Restoring Function of Immune Cell Type May Aid in gMG Remission
Generalized myasthenia gravis (gMG) may be associated with a deficiency in a type of immune cell called myeloid-derived suppressor cells (MDSCs), a study suggests, and that restoring their function and increasing their numbers may help reduce symptoms.
Treatment with immunosuppressants resulted in an expansion of MDSCs, which was linked to a reduction in certain subsets of immune T helper (Th) cells previously implicated in the abnormal immune responses that drive MG.
The study, “Increased Frequency of Myeloid-Derived Suppressor Cells in Myasthenia Gravis After Immunotherapy,” was published in the journal Frontiers in Neurology.
In myasthenia gravis (MG), the immune system produces antibodies that mistakenly attack proteins involved in nerve-muscle communication, leading to symptoms of muscle weakness and fatigue.
These abnormal immune responses are mediated by antibody-producing B-cells and also rely on certain Th cells — a type of immune cell that activates other immune cells.
Similar to other autoimmune diseases, MG is associated with a reduced number and/or function of immunosuppressive immune cells, such as regulatory T-cells (Tregs) and B-cells (Bregs), which work by dampening immune responses, thereby helping to prevent autoimmunity.
While MDSCs are known to also have immunosuppressive and anti-inflammatory effects, their role in autoimmune diseases remains unclear due to contradictory results from different studies.
Now, a team of researchers in China provided evidence that MDSCs’ ability to block immune responses is also impaired in MG and that restoring such function may help relieve disease symptoms.
They analyzed MDSCs’ frequency and function in blood samples taken from 30 adults (16 women and 14 men) with gMG before and after immunosuppressive treatment, as well as from 30 healthy adults (13 women and 17 men). All participants were recruited at a single center from 2019 to 2020.
Participants diagnosed with the disease had a mean age of 49.1 years, had lived with the disease for a mean of 15.2 months (little over a year), and were positive for antibodies against the acetylcholine receptor — the most common type of MG-causing antibody.
They had no other autoimmune disease and had not received prior immunotherapy. They were followed for six to 12 months after corticosteroid treatment with or without other immunosuppressive treatments.
Results showed that gMG patients experienced a significant reduction in symptom severity after treatment, as assessed with the Myasthenia Gravis Activities of Daily Living scale and the Quantitative Myasthenia Gravis score.
While MDSCs’ frequency was similar between healthy controls and untreated patients, it was significantly increased in patients after immunosuppressive treatment.
This rise in MDSCs was significantly associated with a reduction in the frequencies of Th1 and Th17 cells — two pro-inflammatory immune cell subsets previously shown to contribute to the development and severity of MG. No links between MDSC frequency and those of Tregs and Bregs were detected.
In addition, the team found evidence that MDSCs from untreated patients showed an impaired ability to suppress T-cell-derived production of interferon gamma, a pro-inflammatory molecule.
This immunosuppressive function was improved in patients after immunotherapy, and associated with a significant increase in the activity of genes coding for molecules implicated in MDSC-mediated immunosuppression.
One of these molecules, Arg-1, was previously found to suppress T-cell growth and their production of pro-inflammatory molecules.

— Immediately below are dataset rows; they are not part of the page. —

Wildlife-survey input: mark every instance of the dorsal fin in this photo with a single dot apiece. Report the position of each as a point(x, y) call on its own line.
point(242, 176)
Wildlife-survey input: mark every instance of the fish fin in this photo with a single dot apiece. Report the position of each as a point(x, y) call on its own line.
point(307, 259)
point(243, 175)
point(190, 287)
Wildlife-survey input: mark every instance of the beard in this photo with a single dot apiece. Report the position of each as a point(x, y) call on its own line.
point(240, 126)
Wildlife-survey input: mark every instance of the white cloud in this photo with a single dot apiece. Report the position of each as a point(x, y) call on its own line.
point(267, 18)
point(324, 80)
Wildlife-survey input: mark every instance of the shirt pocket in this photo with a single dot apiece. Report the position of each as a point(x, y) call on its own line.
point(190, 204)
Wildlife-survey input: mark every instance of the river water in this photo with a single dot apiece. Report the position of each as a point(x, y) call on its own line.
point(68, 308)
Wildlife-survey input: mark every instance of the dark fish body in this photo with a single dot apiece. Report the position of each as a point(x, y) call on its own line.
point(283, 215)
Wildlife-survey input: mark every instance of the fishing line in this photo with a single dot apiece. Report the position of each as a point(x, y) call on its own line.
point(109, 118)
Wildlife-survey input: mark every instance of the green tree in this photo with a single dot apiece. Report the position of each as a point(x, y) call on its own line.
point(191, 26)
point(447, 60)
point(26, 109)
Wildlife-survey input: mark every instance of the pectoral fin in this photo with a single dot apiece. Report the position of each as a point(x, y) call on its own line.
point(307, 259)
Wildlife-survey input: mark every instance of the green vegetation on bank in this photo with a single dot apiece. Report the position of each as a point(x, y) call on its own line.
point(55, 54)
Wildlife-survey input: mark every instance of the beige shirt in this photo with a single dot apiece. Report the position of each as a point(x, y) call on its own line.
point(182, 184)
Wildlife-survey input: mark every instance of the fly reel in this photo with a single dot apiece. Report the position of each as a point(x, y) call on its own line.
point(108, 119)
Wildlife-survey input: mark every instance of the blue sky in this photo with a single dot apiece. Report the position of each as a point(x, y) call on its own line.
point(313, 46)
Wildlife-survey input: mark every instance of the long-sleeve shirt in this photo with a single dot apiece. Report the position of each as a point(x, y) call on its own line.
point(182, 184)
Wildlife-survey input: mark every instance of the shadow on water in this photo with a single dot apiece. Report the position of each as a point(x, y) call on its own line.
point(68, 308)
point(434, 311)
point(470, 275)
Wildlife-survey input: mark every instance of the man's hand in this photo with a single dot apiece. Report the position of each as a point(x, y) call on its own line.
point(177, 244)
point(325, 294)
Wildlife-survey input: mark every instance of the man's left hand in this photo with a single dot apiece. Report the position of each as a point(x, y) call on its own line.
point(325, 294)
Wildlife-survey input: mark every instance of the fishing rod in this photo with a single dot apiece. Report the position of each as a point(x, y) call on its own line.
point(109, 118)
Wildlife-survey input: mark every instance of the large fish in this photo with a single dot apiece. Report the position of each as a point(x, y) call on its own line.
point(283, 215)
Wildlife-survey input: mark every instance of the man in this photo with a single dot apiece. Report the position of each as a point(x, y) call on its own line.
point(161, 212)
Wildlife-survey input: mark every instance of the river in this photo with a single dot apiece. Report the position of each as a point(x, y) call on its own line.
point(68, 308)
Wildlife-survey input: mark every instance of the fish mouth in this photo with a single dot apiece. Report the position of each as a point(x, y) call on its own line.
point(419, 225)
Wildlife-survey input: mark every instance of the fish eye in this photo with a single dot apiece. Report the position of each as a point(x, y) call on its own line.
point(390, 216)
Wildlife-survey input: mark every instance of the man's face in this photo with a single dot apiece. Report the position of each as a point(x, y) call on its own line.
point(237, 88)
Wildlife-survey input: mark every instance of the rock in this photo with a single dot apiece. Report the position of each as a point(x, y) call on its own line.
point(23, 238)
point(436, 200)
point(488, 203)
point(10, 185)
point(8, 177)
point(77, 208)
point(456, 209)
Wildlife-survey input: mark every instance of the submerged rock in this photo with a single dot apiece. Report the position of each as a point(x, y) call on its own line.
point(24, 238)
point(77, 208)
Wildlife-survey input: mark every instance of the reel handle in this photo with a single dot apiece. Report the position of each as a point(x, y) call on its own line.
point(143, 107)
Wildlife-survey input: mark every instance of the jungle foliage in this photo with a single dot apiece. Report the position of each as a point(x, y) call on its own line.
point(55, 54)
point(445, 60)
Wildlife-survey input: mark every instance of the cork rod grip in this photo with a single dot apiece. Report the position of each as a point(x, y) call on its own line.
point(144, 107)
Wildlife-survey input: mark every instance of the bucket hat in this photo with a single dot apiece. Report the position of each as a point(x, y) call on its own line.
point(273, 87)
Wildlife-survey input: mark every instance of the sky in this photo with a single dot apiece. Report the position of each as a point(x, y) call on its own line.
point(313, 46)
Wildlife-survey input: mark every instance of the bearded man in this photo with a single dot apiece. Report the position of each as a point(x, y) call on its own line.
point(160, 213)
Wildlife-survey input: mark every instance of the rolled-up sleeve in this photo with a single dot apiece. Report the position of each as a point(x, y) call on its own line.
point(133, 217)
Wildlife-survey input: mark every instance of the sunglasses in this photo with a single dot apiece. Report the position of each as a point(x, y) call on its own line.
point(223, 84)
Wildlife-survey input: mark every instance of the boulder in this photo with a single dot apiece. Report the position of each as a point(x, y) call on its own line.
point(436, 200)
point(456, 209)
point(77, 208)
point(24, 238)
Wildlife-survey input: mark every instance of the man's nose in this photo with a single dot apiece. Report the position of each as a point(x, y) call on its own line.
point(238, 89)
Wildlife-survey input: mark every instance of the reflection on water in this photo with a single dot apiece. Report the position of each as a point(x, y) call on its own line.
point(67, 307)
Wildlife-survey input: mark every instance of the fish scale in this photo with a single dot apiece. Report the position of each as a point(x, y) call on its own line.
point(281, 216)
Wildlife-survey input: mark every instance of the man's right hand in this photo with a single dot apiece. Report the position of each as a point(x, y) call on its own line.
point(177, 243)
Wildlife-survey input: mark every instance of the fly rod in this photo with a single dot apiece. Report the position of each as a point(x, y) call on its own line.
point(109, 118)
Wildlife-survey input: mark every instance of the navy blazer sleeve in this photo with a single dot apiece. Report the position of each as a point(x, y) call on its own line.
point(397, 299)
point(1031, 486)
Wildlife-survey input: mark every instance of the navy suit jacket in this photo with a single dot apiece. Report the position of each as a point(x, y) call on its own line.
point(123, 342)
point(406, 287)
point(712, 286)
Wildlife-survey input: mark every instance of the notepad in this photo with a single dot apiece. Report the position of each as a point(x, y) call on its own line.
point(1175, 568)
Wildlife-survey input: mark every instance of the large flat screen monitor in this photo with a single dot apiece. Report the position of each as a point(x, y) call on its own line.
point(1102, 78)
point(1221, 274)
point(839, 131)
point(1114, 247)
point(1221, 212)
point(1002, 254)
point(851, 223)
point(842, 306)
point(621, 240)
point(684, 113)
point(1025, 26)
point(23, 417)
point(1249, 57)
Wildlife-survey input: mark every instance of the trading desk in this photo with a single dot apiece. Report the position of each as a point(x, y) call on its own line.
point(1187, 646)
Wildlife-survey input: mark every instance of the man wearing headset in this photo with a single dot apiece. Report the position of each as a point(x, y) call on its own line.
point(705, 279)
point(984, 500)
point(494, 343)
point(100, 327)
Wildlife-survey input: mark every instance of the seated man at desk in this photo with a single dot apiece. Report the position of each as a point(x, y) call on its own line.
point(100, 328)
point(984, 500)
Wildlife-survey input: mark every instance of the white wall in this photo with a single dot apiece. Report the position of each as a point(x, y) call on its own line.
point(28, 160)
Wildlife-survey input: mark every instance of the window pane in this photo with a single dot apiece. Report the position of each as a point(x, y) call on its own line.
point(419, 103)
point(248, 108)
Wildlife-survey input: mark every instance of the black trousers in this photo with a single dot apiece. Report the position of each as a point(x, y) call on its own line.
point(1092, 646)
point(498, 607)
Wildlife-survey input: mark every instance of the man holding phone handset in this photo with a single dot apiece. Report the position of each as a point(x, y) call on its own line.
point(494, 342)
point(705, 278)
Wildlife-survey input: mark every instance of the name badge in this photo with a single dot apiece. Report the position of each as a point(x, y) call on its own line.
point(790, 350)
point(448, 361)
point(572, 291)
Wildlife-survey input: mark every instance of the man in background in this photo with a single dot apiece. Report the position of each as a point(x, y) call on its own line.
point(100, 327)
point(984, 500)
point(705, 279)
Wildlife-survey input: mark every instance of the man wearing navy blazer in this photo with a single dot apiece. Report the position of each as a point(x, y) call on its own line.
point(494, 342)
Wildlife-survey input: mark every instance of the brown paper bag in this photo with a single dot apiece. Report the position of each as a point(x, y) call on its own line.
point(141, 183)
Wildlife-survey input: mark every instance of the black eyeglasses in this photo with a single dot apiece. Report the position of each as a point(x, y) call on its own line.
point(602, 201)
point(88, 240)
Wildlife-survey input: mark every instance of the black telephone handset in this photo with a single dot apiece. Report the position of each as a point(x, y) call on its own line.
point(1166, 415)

However, other lab-dish studies using MDSCs from people with another autoimmune disease suggested an opposite role.
These findings suggest that MDSCs’ immunosuppressive function is impaired in gMG patients and that it can be improved after immunotherapy, further supporting a role for these cells in disease remission.
Larger studies with a longer follow-up are needed to confirm these findings and clarify the role of MDSC-derived Arg-1 in T-cell suppression in MG.